Skills Ontario debunks five myths about skilled trades
To address skills and labour shortage, young people should be encouraged to seek careers in trades, technology.
WATERLOO, Ont. — Manufacturing growth is being affected by companies that are having trouble filling positions that require skills. Meanwhile outdated misconceptions about working in the skilled trades and technology fields continue.
They represent a significant obstacle that must be overcome to address a serious labour shortage that is projected to worsen over the next decade, says Skills Ontario, which runs programs and initiatives aimed at encouraging young people to consider careers in skilled trades.
“Jobs in the trades and technologies sector offer high pay, good benefits, flexibility, rewarding work, variety and unlimited opportunity,” says Skills Ontario CEO Ian Howcroft. “We need to set the record straight about these positions so that they are viewed as a first option for those preparing to enter the workforce.”
Here are five common myths, misperceptions and inaccurate generalizations about working in the skilled trades and technologies. Feel free to share the realities.
Myth 1: The skilled trades are primarily for people who can’t make it into university or have limited education.
Careers in skilled trades and technology require critical thinking skills and a solid education. Most positions demand a combination of hands-on work and specialty training, which may include post-secondary education and learning on the job through apprenticeships.
Myth 2: Jobs in the trades are dirty and physically demanding.
Many positions in the trades have some element of hands-on work, but technological innovations in recent years have radically transformed how many tasks are performed, making them cleaner and less physically intensive.
Myth 3: Once you take up a trade, you’ll be stuck doing the same job the rest of your career.
There are abundant opportunities to move up the ladder in the skilled trades and technology fields. Apprenticeship training, additional certification courses and other professional development activities open the door to new responsibilities and career options. Many decide to start their own business and hire other tradespeople.
Myth 4: These jobs aren’t suited to women.
There are many opportunities for women in the skilled trades and technology fields, offering high pay, advancement and challenging opportunities. Skills Ontario and its partners have been encouraging more young women to explore these positions through initiatives such as Young Women’s Career Exploration Events throughout the year, plus a Young Women’s Conference every year at the Skills Ontario Competition.

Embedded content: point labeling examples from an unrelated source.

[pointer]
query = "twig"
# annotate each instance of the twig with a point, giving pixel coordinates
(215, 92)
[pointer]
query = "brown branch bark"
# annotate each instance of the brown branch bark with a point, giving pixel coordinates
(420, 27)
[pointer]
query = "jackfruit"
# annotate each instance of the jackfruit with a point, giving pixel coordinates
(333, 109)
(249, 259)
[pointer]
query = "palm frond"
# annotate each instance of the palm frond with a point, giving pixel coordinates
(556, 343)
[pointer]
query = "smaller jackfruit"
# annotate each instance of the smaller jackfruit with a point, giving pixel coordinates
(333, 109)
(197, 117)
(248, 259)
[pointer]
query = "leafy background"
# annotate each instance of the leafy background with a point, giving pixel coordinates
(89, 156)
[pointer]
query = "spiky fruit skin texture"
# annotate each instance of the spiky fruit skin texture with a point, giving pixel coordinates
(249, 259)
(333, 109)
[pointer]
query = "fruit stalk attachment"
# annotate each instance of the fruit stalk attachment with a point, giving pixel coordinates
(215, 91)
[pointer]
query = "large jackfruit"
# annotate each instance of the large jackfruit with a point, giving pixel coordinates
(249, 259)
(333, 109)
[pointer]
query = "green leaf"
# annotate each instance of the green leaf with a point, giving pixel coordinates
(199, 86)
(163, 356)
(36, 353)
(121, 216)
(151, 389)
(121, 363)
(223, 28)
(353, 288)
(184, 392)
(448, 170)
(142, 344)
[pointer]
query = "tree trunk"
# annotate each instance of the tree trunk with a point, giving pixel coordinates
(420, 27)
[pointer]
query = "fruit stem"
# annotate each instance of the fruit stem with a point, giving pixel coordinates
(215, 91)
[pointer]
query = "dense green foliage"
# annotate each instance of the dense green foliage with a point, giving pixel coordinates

Myth 5: You can’t earn a good living in the trades.
Skilled professionals in Ontario make highly competitive salaries, including opportunities to earn while learning through apprenticeships. Because there is a severe shortage of skilled trade and tech workers across the province, there are plenty of job opportunities in many sectors that pay very well.
Skills Ontario, based in Waterloo, Ont., is funded by the Ontario government.